Déclaration commune signée par la LDH et la FIDH
Si la communauté internationale a accueilli avec satisfaction l’accord de cessez-le-feu adopté par les parties belligérantes, permettant de sauver des vies après 11 jours d’affrontements meurtriers, il n’en demeure pas moins qu’il est désormais plus qu’urgent de faire cesser l’impunité et de s’attaquer aux causes profondes de ce cycle de violence.
Le bilan des attaques agressives israéliennes contre les Palestiniens est très lourd, par conséquent, la Fédération internationale pour les droits humains (FIDH) et ses organisations membres appellent la communauté internationale à prendre des mesures immédiates, efficaces et concrètes pour mettre fin à l’oppression israélienne des populations palestiniennes, aux violations du droit international et aux possibles crimes de guerre.

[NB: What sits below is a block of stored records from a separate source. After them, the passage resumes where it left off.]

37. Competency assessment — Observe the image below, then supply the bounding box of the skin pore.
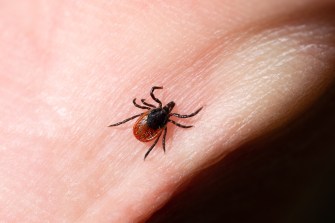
[0,0,335,223]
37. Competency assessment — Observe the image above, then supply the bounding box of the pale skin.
[0,0,335,222]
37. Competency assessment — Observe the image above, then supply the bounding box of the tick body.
[108,86,202,159]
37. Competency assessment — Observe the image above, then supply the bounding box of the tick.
[108,86,202,159]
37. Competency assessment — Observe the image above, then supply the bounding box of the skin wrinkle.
[0,0,334,223]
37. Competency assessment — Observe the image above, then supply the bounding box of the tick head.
[163,101,176,114]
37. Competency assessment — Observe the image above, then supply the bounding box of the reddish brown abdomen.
[133,112,162,142]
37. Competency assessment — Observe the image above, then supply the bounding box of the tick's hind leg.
[108,113,143,127]
[150,86,163,108]
[133,98,151,110]
[168,119,193,129]
[141,99,156,108]
[144,134,162,160]
[170,107,203,118]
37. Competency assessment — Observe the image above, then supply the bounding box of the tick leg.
[168,119,193,129]
[133,98,151,110]
[141,99,156,108]
[144,134,162,160]
[108,113,143,127]
[162,126,167,153]
[150,86,163,108]
[170,107,203,118]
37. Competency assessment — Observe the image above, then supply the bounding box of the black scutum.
[147,108,168,129]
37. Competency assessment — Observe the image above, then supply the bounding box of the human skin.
[0,0,335,222]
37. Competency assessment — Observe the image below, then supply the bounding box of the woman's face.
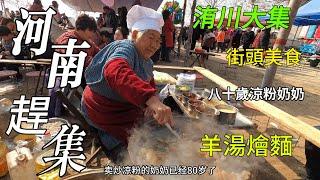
[113,30,124,41]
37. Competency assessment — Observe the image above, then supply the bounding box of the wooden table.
[0,59,51,96]
[0,70,17,79]
[190,50,219,67]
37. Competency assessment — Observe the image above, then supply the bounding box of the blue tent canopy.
[294,0,320,26]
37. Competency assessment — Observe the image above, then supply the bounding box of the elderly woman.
[81,5,173,161]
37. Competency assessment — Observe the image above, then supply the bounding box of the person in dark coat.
[260,28,271,50]
[241,27,254,62]
[231,28,242,49]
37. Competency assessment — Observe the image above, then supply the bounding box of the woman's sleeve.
[104,58,156,106]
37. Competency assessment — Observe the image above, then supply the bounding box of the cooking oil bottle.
[35,149,60,180]
[6,145,37,180]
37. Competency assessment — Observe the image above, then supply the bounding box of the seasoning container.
[6,145,37,180]
[35,149,60,180]
[0,137,8,177]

L’annexion de facto étant déjà en cours depuis de nombreuses années par le biais de diverses politiques israéliennes, notamment l’appropriation continue de terres et de biens palestiniens, ainsi que l’établissement et l’expansion des colonies illégales d’Israël, il est important que la réponse de la communauté internationale s’attaque aux causes profondes de la lutte palestinienne en vue de mettre fin à l’impunité de ces crimes.
La récente escalade a éclaté après l’expulsion programmée de huit familles palestiniennes de leurs maisons dans le quartier de Sheikh Jarrah à Jérusalem. Ces familles sont elles-mêmes des réfugiés. Elles ont été installées dans le quartier de Sheikh Jarrah en coordination avec l’Office de secours et de travaux des Nations unies pour les réfugiés de Palestine dans le Proche-Orient (UNRWA), après avoir été expulsées de force de leur ville natale lors de la Nakba de 1948.

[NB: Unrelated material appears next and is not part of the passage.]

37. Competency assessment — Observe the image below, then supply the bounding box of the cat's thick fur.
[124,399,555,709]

Inhérente à son régime de colonisation et d’apartheid, la politique israélienne de fragmentation, de dépossession, de manipulation démographique et de transfert de population visant à expulser les Palestiniens et à les remplacer par des Israéliens continue d’être appliquée en toute impunité. Ce cycle de violence répétitif est le résultat de l’impunité prolongée accordée à Israël pour ses violations du droit humanitaire international et des lois internationales sur les droits humains, dont nous craignons qu’elle ne s’intensifie et ne se répète en cas d’une simple désescalade, si nous n’aboutissons pas à des conséquences concrètes pour les violations du droit international.
Pendant 11 jours, Israël a intensifié de manière disproportionnée ses attaques contre les Palestiniens. En violation flagrante du droit international, les forces d’occupation israéliennes et les colons israéliens ont envahi l’enceinte de la mosquée Al-Aqsa et ont fait un usage excessif de la force contre les fidèles, les manifestants et les passants.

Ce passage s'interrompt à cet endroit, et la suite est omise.